The “Not so good” Case: Rescuing a Burning Platform
Before we began to work with our customer, they had successfully established their B2B digital commerce business and had scaled it together with their agency partner to a lower 9-digit revenue range.
At a certain point, the digital commerce platform experienced sudden slowness and stability issues.
Initially, it was on a monthly basis, then on a weekly basis. When the platform crashed 3 times in a single week, we were asked by Senior Management to take over and stabilise this “burning platform”.
A team consisting of a Software Architect (SAP hybris), an Infrastructure Architect, an Operational Analyst and a Service Delivery Manager, executed the 1st stage of our Rapid Stabilisation Approach. This entailed a 2-day health check where we interviewed key stakeholders, reviewed business cases, organisational setup (in this case of the customer and the supporting agency), process and system documentation, incident and problem reports / Root Cause Analysis reports.
Additionally, we performed a review of critical areas of the source code of the digital commerce platform, as well as performed a high-level dependency check.
It quickly became evident that the agency partner had limited experience in professional service operations, and that our customer overlooked “technical debt reduction needs” brought forward by the agency partner.
This led to the situation that only a very basic monitoring was existing but no alerting and SLA was agreed.
The infrastructure contained several Single Points of Failure and the applications had hard dependencies on surrounding systems (pricing).
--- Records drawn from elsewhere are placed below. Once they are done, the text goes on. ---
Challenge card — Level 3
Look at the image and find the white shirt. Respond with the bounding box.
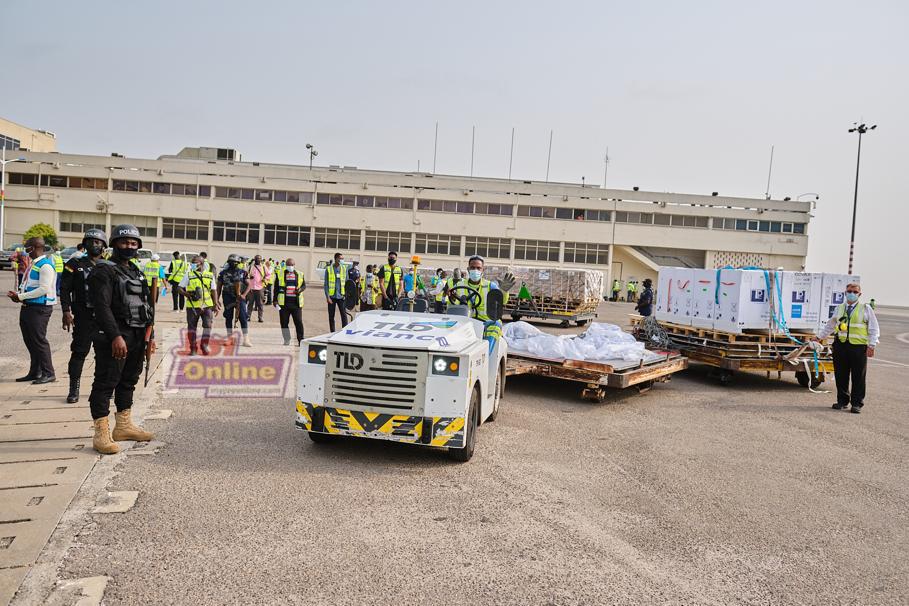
[817,303,881,347]
[19,255,57,301]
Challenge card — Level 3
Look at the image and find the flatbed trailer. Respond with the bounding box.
[505,350,688,402]
[630,314,833,389]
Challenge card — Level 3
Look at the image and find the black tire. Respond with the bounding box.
[486,360,505,423]
[306,431,334,444]
[448,387,480,463]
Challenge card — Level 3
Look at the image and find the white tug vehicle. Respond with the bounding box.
[295,261,508,461]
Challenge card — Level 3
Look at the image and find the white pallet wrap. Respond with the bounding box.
[691,269,717,328]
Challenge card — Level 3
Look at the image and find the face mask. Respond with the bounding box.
[114,248,139,261]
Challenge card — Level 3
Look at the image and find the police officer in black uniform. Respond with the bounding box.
[88,225,155,454]
[60,229,107,404]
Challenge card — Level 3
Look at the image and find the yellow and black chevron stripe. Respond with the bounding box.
[296,400,464,448]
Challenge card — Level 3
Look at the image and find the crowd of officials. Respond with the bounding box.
[1,225,879,453]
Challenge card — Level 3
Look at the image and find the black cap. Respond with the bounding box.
[82,227,107,246]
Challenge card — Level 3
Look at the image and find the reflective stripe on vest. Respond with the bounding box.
[186,271,215,309]
[325,263,347,297]
[835,303,868,345]
[275,268,304,307]
[144,261,161,286]
[22,256,57,305]
[167,259,186,284]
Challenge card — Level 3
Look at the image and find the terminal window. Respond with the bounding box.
[415,234,461,256]
[161,217,208,240]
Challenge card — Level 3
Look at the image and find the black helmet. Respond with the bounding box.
[82,227,107,248]
[110,223,142,248]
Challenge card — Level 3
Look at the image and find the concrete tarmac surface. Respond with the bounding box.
[0,293,909,606]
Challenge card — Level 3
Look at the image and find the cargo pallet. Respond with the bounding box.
[505,350,688,403]
[630,315,833,388]
[505,297,600,328]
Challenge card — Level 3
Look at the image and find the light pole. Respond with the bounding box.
[0,146,26,250]
[847,122,877,276]
[306,143,319,170]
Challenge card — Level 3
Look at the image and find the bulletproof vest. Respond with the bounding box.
[99,261,154,328]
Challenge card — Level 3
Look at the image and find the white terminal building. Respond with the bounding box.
[5,121,812,284]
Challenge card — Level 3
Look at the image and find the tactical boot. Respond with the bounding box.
[113,408,155,442]
[92,417,120,454]
[66,377,80,404]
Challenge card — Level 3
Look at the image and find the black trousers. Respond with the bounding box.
[170,282,186,311]
[833,337,868,408]
[67,305,98,380]
[278,307,303,345]
[19,305,54,377]
[328,299,349,332]
[88,326,145,419]
[186,307,214,351]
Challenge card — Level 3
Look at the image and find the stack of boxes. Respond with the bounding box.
[656,267,859,333]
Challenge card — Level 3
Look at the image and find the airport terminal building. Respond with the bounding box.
[5,134,812,283]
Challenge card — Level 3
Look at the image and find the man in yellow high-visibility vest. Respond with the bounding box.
[814,284,881,413]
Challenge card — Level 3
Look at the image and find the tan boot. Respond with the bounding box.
[92,417,120,454]
[113,408,155,442]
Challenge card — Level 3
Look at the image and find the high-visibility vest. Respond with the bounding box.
[167,259,186,284]
[379,263,404,289]
[143,261,161,286]
[22,255,57,305]
[276,268,304,307]
[457,278,508,322]
[360,276,382,305]
[325,263,347,297]
[834,303,868,345]
[186,269,215,309]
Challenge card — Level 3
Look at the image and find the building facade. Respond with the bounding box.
[0,150,811,288]
[0,118,57,152]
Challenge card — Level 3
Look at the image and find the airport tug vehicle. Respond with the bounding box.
[295,257,508,461]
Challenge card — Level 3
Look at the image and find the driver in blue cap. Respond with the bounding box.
[450,255,515,353]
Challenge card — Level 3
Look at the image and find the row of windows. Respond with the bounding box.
[713,217,805,234]
[215,187,312,204]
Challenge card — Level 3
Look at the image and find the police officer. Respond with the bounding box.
[634,278,653,318]
[218,254,252,347]
[167,250,186,311]
[813,284,881,414]
[379,250,404,309]
[275,259,306,345]
[179,255,221,356]
[88,224,155,454]
[60,229,107,404]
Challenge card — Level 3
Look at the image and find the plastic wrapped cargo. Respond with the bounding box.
[483,265,603,315]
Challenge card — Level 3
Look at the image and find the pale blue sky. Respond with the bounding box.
[0,1,909,305]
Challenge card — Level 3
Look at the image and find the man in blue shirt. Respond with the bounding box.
[324,253,348,332]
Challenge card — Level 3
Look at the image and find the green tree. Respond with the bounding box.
[22,223,58,248]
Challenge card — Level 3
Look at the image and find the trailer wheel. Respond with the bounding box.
[306,431,334,444]
[486,360,505,423]
[795,370,824,389]
[448,387,480,463]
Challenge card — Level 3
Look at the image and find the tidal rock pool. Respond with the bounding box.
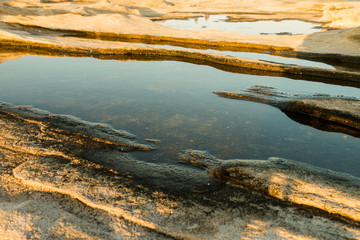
[0,56,360,177]
[158,14,321,35]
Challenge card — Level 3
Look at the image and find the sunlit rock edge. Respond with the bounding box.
[0,103,360,239]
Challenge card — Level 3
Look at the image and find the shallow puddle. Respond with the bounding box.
[149,45,335,69]
[157,14,321,35]
[0,57,360,177]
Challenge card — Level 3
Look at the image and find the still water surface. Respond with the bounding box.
[0,56,360,177]
[157,14,321,35]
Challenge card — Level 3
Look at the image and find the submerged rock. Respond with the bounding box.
[0,104,360,239]
[214,86,360,135]
[182,150,360,221]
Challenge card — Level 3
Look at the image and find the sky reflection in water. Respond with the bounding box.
[0,57,360,176]
[158,14,321,35]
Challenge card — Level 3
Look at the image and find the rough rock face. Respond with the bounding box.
[183,151,360,221]
[214,86,360,135]
[0,104,360,239]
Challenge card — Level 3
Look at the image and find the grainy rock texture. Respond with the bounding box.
[0,0,360,239]
[0,104,360,239]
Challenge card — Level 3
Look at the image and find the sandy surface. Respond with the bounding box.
[0,0,360,239]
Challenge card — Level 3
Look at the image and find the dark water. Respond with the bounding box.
[158,14,321,35]
[0,57,360,177]
[149,45,335,69]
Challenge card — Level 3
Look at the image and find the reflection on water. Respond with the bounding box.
[154,45,335,69]
[158,14,321,35]
[0,57,360,176]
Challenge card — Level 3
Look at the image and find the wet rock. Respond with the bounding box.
[0,101,360,239]
[182,150,360,221]
[214,86,360,135]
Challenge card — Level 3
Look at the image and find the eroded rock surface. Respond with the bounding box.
[182,151,360,221]
[0,104,360,239]
[214,86,360,136]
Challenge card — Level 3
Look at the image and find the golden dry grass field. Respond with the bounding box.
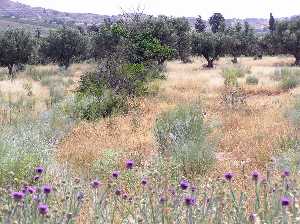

Furthermore, deployment processes and configuration management was immature and not well managed, therefore error prone.
Service Management / Incident reports hardly existed and no one was able to report on KPIs and platform quality.
We convinced the customer to install our suite of tools for monitoring, alerting and service management within 2 days. In addition, we set-up a “hyper care” team that was actively managing the platform and learning on the fly about the platform peak load behaviour.
We executed a quick Knowledge Transfer according to our Interview-Style Rapid Stabilisation Approach. In addition, we were able to repurpose Non-Production Environments to scale out the platform and developed rolling-restart protocols and decoupled the digital commerce platform from the pricing engine.
The platform could be stabilised in the following week and downtimes could be first reduced to <5 minutes and then prevented completely.
After the completion of this 1st phase of the Rapid Stabilisation Initiative (Survive), we developed an improvement plan in a second phase (Stay Live) that took around 6 weeks.
The improvement execution project in which we set up a completely new “single-point-of-failure” infrastructure, including a completely new configuration management approach to automatically create the infrastructure.
In addition, we introduced lightweight, but professional Service Management Processes, helped to identify/analyse key solution problems and established a technical debt backlog.
This second phase took an additional 4 months and subsequently, the unplanned yearly downtimes could be reduced to <10 hours.